Altro momento topico nella raccolta delle olive è quando si raccolgono i teli pieni delle olive come pescatori che tirano su le reti piene di pesci, tirando tutto intorno dai vari lati in più persone si fanno convergere verso il centro i mucchietti di olive che poi andranno raccolte nelle cassette. è un momento importante soprattutto per la pausa che solitamente (nella nostra tradizione) si vive tutti insieme inginocchiati di fronte ed intorno al mucchietto di olive raccolte al centro. Prima di tutto è un momento di riposo fisico dopo l’attività; in questa posizione “sacra” dell’inginocchiarsi, si immergono le mani nelle olive tirandone fuori eventuali rametti foglie o impurità prima di trasferirle nelle cassette. Questo è uno dei momenti più belli, la distensione di fronte al lavoro terminato, volgendo lo sguardo all’abbondanza che abbiamo di fronte per poi svolgere un altro passaggio di grande coordinazione di gruppo nel sollevare insieme il telo in modo da far cadere le olive nella cassetta. Ai bambini spesso viene voglia di rotolarsi nel mucchio di olive! Anche questa è un’esperienza da fare!).

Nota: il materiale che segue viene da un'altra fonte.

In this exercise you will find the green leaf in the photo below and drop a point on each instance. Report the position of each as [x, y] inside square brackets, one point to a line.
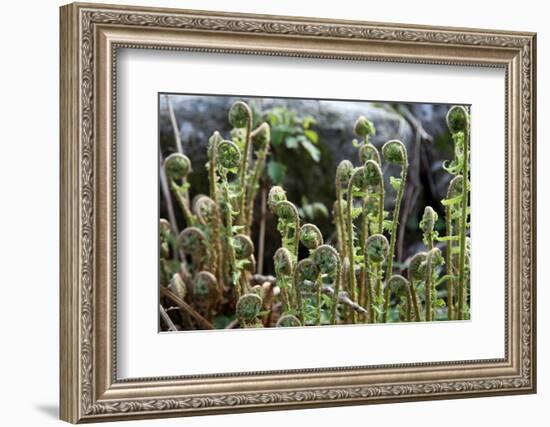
[355, 212]
[320, 208]
[291, 142]
[276, 136]
[308, 121]
[395, 183]
[312, 135]
[276, 171]
[236, 229]
[387, 224]
[313, 151]
[447, 238]
[453, 201]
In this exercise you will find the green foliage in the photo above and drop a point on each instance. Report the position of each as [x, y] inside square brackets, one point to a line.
[211, 263]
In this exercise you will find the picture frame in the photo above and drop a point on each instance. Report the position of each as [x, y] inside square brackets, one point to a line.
[91, 35]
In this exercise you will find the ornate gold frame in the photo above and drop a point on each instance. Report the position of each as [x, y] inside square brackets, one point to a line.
[90, 36]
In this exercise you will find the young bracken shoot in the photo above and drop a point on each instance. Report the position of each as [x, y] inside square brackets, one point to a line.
[210, 267]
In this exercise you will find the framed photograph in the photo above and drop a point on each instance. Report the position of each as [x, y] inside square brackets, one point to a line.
[267, 212]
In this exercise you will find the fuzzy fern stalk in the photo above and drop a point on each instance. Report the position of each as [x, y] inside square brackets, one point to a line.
[417, 268]
[397, 285]
[217, 222]
[208, 216]
[376, 248]
[343, 175]
[260, 137]
[395, 152]
[356, 183]
[305, 276]
[177, 286]
[452, 213]
[176, 167]
[228, 160]
[192, 241]
[283, 269]
[240, 116]
[289, 225]
[433, 260]
[458, 121]
[328, 262]
[248, 309]
[288, 321]
[427, 225]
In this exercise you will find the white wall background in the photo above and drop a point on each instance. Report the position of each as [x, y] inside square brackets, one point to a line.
[29, 170]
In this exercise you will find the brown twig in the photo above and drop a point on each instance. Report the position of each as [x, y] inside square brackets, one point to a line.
[233, 324]
[187, 308]
[166, 318]
[167, 196]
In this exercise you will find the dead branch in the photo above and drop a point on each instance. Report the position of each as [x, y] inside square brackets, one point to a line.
[167, 319]
[186, 307]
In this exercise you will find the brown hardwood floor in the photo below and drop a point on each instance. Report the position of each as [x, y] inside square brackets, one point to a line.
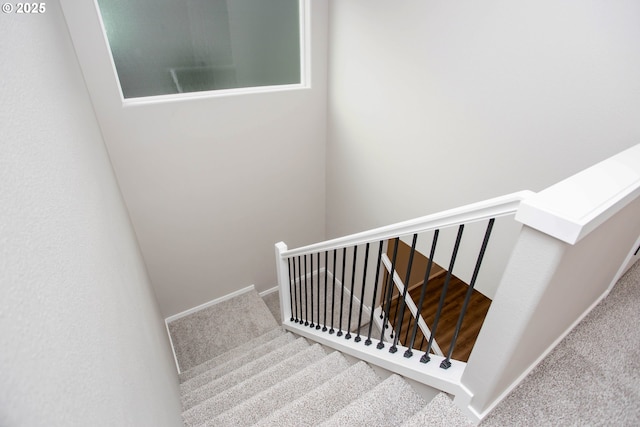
[472, 321]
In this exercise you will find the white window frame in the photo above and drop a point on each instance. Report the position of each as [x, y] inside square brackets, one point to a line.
[304, 10]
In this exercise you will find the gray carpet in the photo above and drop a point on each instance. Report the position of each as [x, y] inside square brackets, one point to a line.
[210, 332]
[591, 378]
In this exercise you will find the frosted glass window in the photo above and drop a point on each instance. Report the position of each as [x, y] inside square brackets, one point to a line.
[162, 47]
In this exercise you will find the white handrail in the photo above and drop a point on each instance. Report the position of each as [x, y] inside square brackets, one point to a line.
[492, 208]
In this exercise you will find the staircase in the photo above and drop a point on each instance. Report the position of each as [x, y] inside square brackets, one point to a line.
[278, 379]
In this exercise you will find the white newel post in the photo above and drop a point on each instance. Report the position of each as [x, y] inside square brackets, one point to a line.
[282, 271]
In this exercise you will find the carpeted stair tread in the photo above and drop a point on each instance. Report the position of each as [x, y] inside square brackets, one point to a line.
[194, 397]
[440, 412]
[236, 395]
[214, 330]
[388, 404]
[281, 393]
[233, 364]
[322, 402]
[231, 354]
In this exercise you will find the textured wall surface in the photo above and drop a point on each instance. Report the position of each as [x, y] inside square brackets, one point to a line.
[212, 184]
[82, 342]
[433, 105]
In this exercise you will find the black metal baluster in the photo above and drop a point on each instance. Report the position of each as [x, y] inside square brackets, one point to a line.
[299, 277]
[385, 279]
[291, 288]
[390, 287]
[446, 364]
[353, 281]
[306, 292]
[333, 292]
[311, 325]
[423, 292]
[344, 260]
[295, 292]
[326, 272]
[375, 291]
[425, 358]
[403, 303]
[318, 293]
[364, 280]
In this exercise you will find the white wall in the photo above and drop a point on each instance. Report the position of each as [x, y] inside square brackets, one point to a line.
[433, 105]
[81, 337]
[212, 184]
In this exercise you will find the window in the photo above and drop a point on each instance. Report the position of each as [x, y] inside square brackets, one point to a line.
[168, 47]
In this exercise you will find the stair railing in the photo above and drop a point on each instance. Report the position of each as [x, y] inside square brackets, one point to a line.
[331, 291]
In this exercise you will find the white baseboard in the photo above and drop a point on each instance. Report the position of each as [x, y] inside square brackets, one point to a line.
[210, 303]
[268, 292]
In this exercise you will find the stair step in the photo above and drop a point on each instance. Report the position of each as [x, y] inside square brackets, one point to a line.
[441, 411]
[389, 404]
[281, 393]
[235, 396]
[223, 369]
[231, 354]
[194, 397]
[216, 329]
[322, 402]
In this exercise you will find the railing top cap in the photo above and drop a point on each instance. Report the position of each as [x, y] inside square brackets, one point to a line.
[492, 208]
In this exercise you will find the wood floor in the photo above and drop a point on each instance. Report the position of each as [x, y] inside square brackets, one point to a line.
[473, 319]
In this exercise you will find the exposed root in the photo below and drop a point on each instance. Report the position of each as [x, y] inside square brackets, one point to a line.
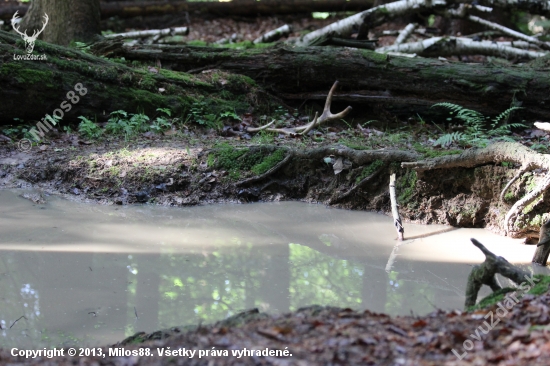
[496, 153]
[526, 200]
[356, 187]
[317, 121]
[484, 274]
[279, 165]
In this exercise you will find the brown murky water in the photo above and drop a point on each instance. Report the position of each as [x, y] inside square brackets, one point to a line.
[85, 274]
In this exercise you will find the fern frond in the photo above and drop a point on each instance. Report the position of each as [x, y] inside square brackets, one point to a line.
[503, 115]
[449, 138]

Di tutto questo comunque non ero consapevole a vent’anni; eravamo immersi in questa ricchezza senza saperlo, anzi ci pensavamo inesperti, non attrezzati in quanto novelli olivicoltori e quindi godevamo del piacere di quei ritmi ma senza l’orgoglio e la dignità che segue una diversa consapevolezza di se.
Quindi, come i poveri del sud del mondo che vengono allettati dalla modernità e dal progresso credendo che li ci sia qualcosa in più o di superiore, anche noi siamo stati presto contagiati dall’indotto bisogno di maggiore velocità, maggiore produttività e minore (apparente) fatica.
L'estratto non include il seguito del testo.